Campsite at Tamworth

Camping plots are well equipped but are situated on ground that is either hard as concrete or soft as mud and is right on the edge of the New England Highway on the approach to a roundabout. Truck drivers are friendly characters – they like you to know that they are amongst the safest of road users by demonstrating their exhaust brakes throughout the night – some of the really friendly ones will even toot their air horns in a cheerful way to to say hello to the sleeping camper.

Most of the day spent getting the team back to something like show standard following the long journey.

Friday 15th October

Wet, wet, wet.

When we heard that the show was to be in Tamworth in spring, like most breeders, our concerns were with heat and humidity, not torrential rain and freezing wind. The quality of the animals here is jaw-dropping, even under less than ideal conditions, it’s clear that the standards are still getting better year-on-year.

National Alpaca Show 2010

We had a reasonable show – a second and four thirds out of our four animals and four fleeces, not bad at this level and a fair reflection of what we were showing (a list of excuses and reasons why things were less than ideal can be found on page 94).

National Alpaca Show 2010

Highpoint of the day – the cocktail party in the evening when the arts and crafts competition awards are made.
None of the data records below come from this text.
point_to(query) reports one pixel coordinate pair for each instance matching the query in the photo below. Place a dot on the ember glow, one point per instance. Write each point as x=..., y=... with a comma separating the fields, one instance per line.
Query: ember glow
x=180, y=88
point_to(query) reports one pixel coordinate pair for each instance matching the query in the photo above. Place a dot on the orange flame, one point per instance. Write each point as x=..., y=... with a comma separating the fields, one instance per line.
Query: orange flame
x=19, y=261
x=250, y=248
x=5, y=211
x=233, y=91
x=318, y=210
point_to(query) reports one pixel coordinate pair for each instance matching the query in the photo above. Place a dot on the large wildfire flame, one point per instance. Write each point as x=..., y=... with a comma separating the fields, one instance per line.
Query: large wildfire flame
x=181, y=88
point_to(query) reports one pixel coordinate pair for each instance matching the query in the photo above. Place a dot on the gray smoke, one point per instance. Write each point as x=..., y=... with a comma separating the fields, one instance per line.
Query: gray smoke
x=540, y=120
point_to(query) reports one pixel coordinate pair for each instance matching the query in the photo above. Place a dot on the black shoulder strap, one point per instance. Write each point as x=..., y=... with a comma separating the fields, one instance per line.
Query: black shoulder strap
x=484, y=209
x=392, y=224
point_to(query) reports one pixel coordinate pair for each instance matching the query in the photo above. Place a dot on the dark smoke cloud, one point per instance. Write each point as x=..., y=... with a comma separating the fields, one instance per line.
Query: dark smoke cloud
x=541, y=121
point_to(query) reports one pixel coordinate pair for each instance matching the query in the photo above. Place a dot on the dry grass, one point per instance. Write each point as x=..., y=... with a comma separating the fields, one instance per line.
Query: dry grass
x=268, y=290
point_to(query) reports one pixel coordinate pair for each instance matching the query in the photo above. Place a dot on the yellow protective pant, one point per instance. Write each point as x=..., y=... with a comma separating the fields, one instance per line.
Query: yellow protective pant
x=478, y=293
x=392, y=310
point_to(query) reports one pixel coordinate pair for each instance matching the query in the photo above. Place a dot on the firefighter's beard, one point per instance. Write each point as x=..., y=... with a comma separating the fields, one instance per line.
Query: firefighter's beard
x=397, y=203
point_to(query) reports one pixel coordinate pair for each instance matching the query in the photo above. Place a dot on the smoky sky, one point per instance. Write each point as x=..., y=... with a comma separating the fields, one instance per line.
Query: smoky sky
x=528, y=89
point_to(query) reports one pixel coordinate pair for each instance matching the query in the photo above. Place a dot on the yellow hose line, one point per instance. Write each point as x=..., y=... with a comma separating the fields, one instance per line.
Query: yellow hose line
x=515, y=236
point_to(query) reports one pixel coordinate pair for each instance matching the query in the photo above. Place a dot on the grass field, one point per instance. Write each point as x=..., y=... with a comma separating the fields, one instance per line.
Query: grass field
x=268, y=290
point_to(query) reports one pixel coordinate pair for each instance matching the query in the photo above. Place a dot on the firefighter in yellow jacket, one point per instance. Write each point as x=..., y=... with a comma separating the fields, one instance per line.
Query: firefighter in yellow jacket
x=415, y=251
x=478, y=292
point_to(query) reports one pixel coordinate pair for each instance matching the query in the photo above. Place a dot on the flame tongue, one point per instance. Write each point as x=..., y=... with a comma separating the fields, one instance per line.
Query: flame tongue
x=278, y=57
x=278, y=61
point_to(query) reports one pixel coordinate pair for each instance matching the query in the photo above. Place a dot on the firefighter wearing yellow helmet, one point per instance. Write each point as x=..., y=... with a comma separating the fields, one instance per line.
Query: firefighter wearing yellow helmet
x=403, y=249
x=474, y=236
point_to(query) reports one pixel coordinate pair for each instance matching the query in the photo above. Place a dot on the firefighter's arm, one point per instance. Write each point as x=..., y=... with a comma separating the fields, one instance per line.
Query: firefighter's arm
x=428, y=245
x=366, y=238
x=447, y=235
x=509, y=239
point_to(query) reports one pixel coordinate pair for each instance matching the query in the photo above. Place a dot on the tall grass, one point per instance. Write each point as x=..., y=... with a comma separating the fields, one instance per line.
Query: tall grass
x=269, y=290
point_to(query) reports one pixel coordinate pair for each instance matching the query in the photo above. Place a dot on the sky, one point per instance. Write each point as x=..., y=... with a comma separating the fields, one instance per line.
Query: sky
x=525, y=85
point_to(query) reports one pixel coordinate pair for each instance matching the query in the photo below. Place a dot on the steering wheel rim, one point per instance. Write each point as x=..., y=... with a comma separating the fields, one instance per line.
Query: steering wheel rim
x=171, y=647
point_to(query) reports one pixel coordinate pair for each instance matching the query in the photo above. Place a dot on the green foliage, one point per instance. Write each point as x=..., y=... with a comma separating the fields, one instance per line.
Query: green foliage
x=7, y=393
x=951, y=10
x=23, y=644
Sarah has a first for a knitted item and I took a smattering of ribbons and the championship for photography with a portrait of Lysander called ‘Bad Hair Day’

Bad Hair Day - Lysander the soggy suri

Saturday 15th October

OK, I admit it – I’m a wimp. But I never want to go through a night like that again. Sarah went and slept in the car at 1:30. By 2:30 I was laying on the floor of the tent to stop it blowing away – there’s a river running under the groundsheet and a carbon fibre reinforced pole breaks under the strain. Tonight we find a motel.

Today is the last day of showing and again, the standard of the animals is breathtaking. Ambersun are the stars of the show, taking out most of the major championships. It’s encouraging though to see the increasing profile of coloured animals – Milduck in particular have a really great show with their browns.

Sunday 16th October

Ah… A real roof, a decent bed and a good night’s sleep. A return to the land of the living.

Last day. Association AGM, Sale and Junior judging championship.

I have to give a talk at the AGM about IT at very short notice – hopefully it didn’t go off too badly.

The sale goes reasonably well given the current economic situation with nearly all of the animals offered selling.

Monday 17th October

3am again. Time to hit the road again for the long drive home. We decide to come back a different way – using the Barrier highway via Broken Hill. A classic Australian driving moment at one point when the GPS in the ute shows the next junction as ‘turn right in 585km’. This really is a big country.

Great moment at Little Topar roadhouse out in the middle of nowhere – lots of questions about the Alpacas and we end up bringing out Puck and Kobe for photos – needless to say, they both love the attention and ham it up like they they were a couple of b-list celebs, posing for Hello magazine.

It’s gone midnight when we get back.